Sunday, January 16, 2011

Internet Access: We provide 5 computers for internet access along with access to other applications such as Resume Maker, Word, Excel, Word Database, and Power Point. Wi Fi is also available throughtout the building.

Tuesday Morning Story Hour: Having fun with numbers will be the theme for the New Year as Peggy reads about numbers in nature, in sequence, and in our food. Books include Count! by Denise Fleming, Eyelike Numbers by PlayBac, and 17 Things I'm Not Allowed To Do Anymore by Jenny Offill. Join Peggy each Tuesday @10. Saturdays are open storytime. Drop by and let Peggy read to you and your child. Peggy says, "Winter Saturdays can be an activity challenge, so children's movies will also be available to watch".

NEW MATERIALS

ADULT

The Lock Artist  by Steve Hamilton 
Amazon.com Review 
Amazon Best Books of the Month, January 2010: Mike Smith is a "boxman." He can open any safe, padlock, or locked door without a combination or a key--a talent that lands him in prison at the age of eighteen. He spends his time writing down the story of his life because that's the only way he can share it. He hasn't spoken in ten years. Not a single word since the tragic day he became known as the "Miracle Boy." Mike is one of those unreliable narrators you can't help rooting for--a traumatized soul fighting his way back from the brink--and the mystery of his silence will have you blazing through pages. A smart, inventive thriller, The Lock Artist is packed with a standout cast of characters, plus enough safe-cracking trade secrets to tempt you to dig up that old combination lock and test your newfound knowledge.

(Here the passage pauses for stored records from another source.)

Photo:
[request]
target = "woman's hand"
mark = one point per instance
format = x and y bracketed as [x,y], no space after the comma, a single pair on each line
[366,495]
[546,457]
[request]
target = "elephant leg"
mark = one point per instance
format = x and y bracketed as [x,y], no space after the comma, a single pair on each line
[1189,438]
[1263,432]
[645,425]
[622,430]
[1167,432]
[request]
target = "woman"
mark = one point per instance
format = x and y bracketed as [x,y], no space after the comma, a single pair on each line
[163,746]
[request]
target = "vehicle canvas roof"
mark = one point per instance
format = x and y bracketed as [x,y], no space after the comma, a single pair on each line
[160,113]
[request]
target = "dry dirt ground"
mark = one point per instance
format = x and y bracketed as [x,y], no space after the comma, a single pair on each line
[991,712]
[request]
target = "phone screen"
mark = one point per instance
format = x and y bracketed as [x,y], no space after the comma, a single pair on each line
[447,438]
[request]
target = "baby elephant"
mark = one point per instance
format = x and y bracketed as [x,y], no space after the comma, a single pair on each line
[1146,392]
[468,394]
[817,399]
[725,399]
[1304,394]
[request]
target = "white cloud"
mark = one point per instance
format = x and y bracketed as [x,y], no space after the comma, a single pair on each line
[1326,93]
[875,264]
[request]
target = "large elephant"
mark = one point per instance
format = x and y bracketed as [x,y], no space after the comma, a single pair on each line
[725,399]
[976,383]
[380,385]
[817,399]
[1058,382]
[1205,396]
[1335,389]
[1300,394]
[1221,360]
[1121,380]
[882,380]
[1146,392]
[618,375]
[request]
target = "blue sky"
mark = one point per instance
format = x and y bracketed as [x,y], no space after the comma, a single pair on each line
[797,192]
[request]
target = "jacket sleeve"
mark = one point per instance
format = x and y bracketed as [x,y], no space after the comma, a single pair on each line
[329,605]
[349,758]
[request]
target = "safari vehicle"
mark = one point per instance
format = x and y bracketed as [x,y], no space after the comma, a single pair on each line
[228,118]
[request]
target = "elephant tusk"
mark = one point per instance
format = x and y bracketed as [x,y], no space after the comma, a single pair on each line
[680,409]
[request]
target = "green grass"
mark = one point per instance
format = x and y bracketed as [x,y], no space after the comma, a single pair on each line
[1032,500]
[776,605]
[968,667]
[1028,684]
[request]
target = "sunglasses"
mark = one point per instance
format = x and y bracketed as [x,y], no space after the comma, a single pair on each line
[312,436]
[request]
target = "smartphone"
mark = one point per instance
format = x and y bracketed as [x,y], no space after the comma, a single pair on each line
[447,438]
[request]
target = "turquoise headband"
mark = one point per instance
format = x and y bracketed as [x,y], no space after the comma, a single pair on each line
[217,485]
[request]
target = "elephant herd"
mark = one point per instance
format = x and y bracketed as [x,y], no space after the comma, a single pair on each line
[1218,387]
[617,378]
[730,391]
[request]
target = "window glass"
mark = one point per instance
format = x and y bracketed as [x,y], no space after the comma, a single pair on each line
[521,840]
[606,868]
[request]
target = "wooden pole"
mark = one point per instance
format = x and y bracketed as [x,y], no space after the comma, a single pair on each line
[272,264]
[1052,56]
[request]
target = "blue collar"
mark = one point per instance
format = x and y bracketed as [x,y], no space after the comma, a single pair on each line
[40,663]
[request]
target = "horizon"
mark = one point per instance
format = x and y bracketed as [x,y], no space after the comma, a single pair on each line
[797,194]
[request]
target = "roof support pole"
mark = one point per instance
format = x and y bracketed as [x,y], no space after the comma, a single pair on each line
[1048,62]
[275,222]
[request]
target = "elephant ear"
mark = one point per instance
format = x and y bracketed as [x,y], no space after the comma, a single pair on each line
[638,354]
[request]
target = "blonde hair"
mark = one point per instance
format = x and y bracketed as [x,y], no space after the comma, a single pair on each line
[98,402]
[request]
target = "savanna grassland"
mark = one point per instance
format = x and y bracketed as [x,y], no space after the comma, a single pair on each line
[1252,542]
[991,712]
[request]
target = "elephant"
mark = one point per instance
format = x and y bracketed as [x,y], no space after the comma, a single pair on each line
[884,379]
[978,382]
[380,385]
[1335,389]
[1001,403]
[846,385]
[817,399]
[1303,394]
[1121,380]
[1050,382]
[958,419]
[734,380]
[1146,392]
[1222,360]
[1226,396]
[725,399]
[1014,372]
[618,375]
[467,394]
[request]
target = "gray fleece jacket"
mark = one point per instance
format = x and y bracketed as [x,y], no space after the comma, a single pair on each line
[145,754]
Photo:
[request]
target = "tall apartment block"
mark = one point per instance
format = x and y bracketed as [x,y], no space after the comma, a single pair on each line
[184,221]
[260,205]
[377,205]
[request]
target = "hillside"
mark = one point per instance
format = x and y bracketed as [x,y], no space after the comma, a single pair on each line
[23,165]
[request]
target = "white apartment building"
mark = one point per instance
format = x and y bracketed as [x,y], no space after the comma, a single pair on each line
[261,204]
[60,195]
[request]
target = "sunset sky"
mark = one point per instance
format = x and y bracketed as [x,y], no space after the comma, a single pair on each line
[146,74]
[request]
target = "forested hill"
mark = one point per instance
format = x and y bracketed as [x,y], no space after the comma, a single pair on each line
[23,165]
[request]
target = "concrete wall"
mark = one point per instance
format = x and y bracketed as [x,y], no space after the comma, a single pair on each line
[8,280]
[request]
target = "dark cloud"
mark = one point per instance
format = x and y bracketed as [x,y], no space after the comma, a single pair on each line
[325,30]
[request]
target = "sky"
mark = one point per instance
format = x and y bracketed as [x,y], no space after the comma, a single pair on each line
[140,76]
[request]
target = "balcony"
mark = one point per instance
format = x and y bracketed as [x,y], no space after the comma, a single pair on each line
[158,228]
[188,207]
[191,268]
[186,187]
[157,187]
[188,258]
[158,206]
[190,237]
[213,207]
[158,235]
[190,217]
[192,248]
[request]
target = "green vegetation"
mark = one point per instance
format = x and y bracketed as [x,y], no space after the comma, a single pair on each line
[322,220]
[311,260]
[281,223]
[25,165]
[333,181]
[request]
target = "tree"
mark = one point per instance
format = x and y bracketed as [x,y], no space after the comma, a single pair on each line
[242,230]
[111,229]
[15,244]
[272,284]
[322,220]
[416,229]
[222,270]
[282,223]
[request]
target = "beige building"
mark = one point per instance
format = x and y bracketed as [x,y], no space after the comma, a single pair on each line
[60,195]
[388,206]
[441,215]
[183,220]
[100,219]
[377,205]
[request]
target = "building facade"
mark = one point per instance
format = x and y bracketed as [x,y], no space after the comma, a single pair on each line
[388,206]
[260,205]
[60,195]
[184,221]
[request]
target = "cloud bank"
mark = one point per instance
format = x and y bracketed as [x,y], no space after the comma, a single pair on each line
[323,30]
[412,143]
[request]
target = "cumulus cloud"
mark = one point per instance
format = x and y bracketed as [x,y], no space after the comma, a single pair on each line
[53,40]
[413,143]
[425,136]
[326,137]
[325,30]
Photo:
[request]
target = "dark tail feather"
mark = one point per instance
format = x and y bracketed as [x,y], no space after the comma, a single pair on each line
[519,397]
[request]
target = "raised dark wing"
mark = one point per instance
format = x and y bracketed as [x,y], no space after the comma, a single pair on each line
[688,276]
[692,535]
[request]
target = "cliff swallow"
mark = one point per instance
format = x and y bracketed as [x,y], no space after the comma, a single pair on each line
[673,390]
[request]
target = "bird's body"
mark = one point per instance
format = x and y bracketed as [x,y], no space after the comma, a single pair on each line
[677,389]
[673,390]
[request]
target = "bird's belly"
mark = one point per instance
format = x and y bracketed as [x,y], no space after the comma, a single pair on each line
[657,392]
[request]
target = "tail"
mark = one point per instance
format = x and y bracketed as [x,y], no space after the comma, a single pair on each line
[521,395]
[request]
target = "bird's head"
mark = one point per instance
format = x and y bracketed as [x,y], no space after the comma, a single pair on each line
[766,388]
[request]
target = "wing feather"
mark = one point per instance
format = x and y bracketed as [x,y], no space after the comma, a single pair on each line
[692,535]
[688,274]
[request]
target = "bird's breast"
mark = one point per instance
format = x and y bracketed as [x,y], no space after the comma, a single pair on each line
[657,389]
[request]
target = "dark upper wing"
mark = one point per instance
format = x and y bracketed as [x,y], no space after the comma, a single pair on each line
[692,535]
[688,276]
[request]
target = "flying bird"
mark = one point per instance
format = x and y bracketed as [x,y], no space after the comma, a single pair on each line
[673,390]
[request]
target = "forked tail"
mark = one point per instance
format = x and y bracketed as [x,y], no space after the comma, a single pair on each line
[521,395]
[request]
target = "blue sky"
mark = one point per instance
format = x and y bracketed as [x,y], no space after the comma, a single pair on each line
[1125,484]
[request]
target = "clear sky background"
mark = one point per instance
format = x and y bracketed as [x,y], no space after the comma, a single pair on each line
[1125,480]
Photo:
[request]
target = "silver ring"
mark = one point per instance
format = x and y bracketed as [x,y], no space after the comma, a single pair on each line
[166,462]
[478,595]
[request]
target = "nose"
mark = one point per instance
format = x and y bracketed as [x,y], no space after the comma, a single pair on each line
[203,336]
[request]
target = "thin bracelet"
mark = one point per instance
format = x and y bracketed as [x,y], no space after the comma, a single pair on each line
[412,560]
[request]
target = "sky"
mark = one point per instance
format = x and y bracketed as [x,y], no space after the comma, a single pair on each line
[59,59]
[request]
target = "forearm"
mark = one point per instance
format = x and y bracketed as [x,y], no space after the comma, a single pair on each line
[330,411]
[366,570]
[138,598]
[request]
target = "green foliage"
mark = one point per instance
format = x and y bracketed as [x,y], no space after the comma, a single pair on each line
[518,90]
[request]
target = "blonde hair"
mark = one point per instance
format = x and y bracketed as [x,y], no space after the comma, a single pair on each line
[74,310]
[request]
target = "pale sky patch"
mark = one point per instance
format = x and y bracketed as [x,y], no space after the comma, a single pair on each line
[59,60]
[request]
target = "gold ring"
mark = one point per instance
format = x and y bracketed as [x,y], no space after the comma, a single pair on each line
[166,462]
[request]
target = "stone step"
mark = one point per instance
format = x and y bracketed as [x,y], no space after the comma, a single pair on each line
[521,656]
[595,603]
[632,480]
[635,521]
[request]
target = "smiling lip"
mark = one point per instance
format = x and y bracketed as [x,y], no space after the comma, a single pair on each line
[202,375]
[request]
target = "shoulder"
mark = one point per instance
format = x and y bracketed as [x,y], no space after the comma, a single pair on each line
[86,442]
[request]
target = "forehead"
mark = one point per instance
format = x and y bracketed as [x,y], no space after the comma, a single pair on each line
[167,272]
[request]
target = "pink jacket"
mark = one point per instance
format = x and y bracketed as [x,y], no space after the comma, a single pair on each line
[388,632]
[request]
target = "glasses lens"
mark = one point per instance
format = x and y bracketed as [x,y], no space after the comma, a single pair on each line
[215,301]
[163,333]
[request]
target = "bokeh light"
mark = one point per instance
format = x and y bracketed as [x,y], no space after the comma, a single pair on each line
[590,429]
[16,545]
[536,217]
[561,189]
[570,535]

A Cruel Ever After  by Ellen Hart 
From Publishers Weekly
At the start of Hart's delightful 18th mystery starring Minneapolis restaurateur Jane Lawless (after 2009's The Mirror and the Mask), Jane's charismatic ex-husband and antiquities dealer, Chester "Chess" Garrity, wakes up one morning with a hangover outside the house of Melvin Dial, an art collector to whom he'd offered to sell a valuable Iraqi artifact, the Winged Bull of Nimrud, the night before. After finding Dial dead of a knife wound inside the house, Chess flees. When he returns to the crime scene with fellow dealer Irina Nelson, he discovers the body gone and a note clearly addressed to him demanding ,000 in small bills along with incriminating photos. Arrested for Dial's murder, Chess must turn to Jane, who has more than enough on her plate already, for help. Buttressed by distinctive characters and a splendid Minnesota setting, the well-constructed plot builds to a satisfying conclusion.

CHILDREN

The Enchanted Sled  by Jan Wahl and Monique Felix 
From School Library Journal
PreSchool-Grade 2–Although Wahl's poem seems to be about a winter excursion, Felix abandons visual references to snow after the first spread. Instead, viewers are whisked away to balmy imaginary lands where a girl is transformed into a puffed-up toad, a mermaid, a queen, a gypsy asleep in camp, and other incarnations. Tendrils of her long, orange hair wind through the soft-focus landscapes. Her pale skin and languid poses add to her remoteness in this self-consciously artsy volume. For a winter book that employs artistic creativity to foster multiple readings, turn to Lynne Rae Perkins's Snow Music (HarperCollins, 2003). Hope Vestergaard's Hello, Snow! (Farrar, 2004) offers a much better choice if you need a straightforward, rhymed romp. Unfortunately for Wahl, the illustrations in Sled don't give his words much traction.

Cottonball Colin  by Jeanne Willis and Tony Ross 
Product Description
Award-winning duo Jeanne Willis and Tony Ross team up again for this delightful book about growing up and letting go.
Colin is the smallest of his ten brothers and sisters, and oh, how his mother worries about him! She won't let him run and play. She insists that Colin sit quietly indoors -- until Grandma has a clever idea: wrapping him up tight in cotton.
Sweet, humorous illustrations of Colin's adventures in the big, wide world will charm readers of all ages.